ONE OF the country’s most high profile primary heads is sacrificing his job to help balance the school budget.

Chris Davis, of Queniborough primary, Leicestershire, a former chairman of the National Primary Headteachers’ Association, said that the only way to solve the school’s significant deficit was by resigning at Christmas after 22 years’ service.

Mr Davis, 57, earns pound;57,150 a year. Employing a part-time head will save around pound;13,000 a year.

“The county council said the only option was teacher redundancy. But I had a plan up my sleeve,” said Mr Davis. “I just had to convince them that the school could run with an acting head. Usually that’s only done in extremis.”

As term ends at the 150-pupil school, he will pack up his two guitars, photographs, certificates, and two decades of paperwork.

“I can’t say the idea of leaving appealed to me very much,” he said. “Even when I handed in my resignation, the letter did not want to leave my hand.

It has taken a while to get used to the idea. I’m not looking forward to my last day.
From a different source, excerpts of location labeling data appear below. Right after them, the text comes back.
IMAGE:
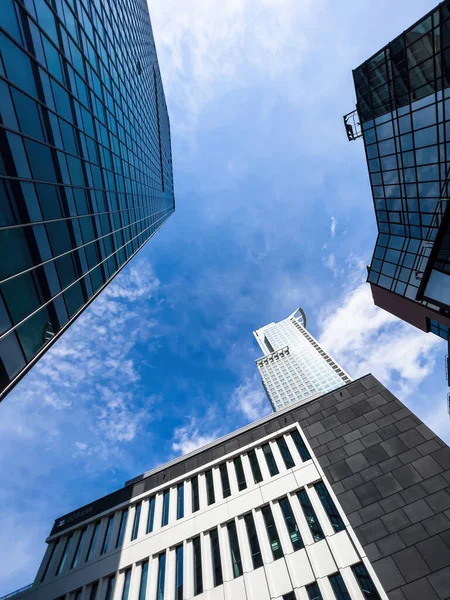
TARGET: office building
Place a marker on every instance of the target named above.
(86, 168)
(294, 367)
(403, 116)
(345, 497)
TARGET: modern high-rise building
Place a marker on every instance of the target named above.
(403, 115)
(86, 167)
(345, 497)
(294, 367)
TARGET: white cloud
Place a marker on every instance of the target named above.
(250, 399)
(365, 338)
(333, 226)
(188, 438)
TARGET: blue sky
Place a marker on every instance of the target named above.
(273, 211)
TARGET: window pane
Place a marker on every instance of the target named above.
(365, 582)
(195, 499)
(240, 476)
(62, 562)
(225, 480)
(179, 573)
(291, 524)
(93, 541)
(161, 576)
(310, 515)
(76, 557)
(137, 517)
(165, 514)
(272, 533)
(110, 588)
(270, 460)
(329, 506)
(198, 577)
(107, 537)
(126, 584)
(339, 588)
(143, 584)
(235, 551)
(253, 541)
(151, 515)
(216, 559)
(210, 487)
(180, 501)
(313, 592)
(300, 445)
(285, 453)
(123, 524)
(257, 476)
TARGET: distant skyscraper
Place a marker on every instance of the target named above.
(403, 115)
(86, 169)
(294, 367)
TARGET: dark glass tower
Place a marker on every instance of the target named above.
(403, 115)
(86, 167)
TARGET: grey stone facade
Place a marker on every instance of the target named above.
(391, 474)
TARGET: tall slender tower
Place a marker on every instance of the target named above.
(294, 367)
(86, 175)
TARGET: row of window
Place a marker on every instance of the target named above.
(107, 543)
(215, 548)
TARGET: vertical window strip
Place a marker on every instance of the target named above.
(253, 541)
(226, 489)
(94, 590)
(62, 562)
(165, 513)
(313, 591)
(143, 583)
(254, 465)
(310, 515)
(137, 518)
(291, 524)
(110, 587)
(240, 475)
(180, 501)
(211, 498)
(126, 584)
(270, 460)
(195, 497)
(161, 576)
(52, 552)
(235, 550)
(339, 587)
(329, 506)
(81, 539)
(198, 575)
(216, 558)
(365, 582)
(300, 445)
(107, 537)
(151, 514)
(272, 533)
(123, 524)
(285, 453)
(93, 541)
(179, 572)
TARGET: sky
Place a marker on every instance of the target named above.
(273, 211)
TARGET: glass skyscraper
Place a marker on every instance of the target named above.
(86, 168)
(403, 116)
(294, 367)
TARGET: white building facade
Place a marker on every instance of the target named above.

It’ll be very poignant.”

The timing of the departure is particularly difficult as this will be his first Christmas without his wife, who died last January.
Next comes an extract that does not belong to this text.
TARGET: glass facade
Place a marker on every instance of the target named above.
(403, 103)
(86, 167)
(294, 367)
Queniborough was predicted to be pound;44,000 over budget by April next year, because of falling rolls. Within five years, it faced a potential Pounds 129,000 deficit.

Mr Davis blamed low funding. In Leicestershire, this is calculated using a formula that multiplies the number of teachers by the average primary salary. But staff retention rates at Queniborough have been high, so in recent years all its teachers have been on the upper pay spine.

There are 360 new houses being built just outside the school’s catchment area. But while 25 per cent of Queniborough’s pupils come from there, the local authority would not allow the school to budget for an increase. Mr Davis still believes this will guarantee the future.

“The school will be fine,” he said. “And I might do something completely different. I’m hoping something will appear and just feel right.”

His plans include encouraging schools to form links overseas. And he will continue his work for the primary heads’ association.

A spokeswoman for Leicestershire council said: “We have worked with Queniborough over a number of years to identify strategies to ensure that the school has appropriate and realistic plans for their budget. Additional funding has been made available.”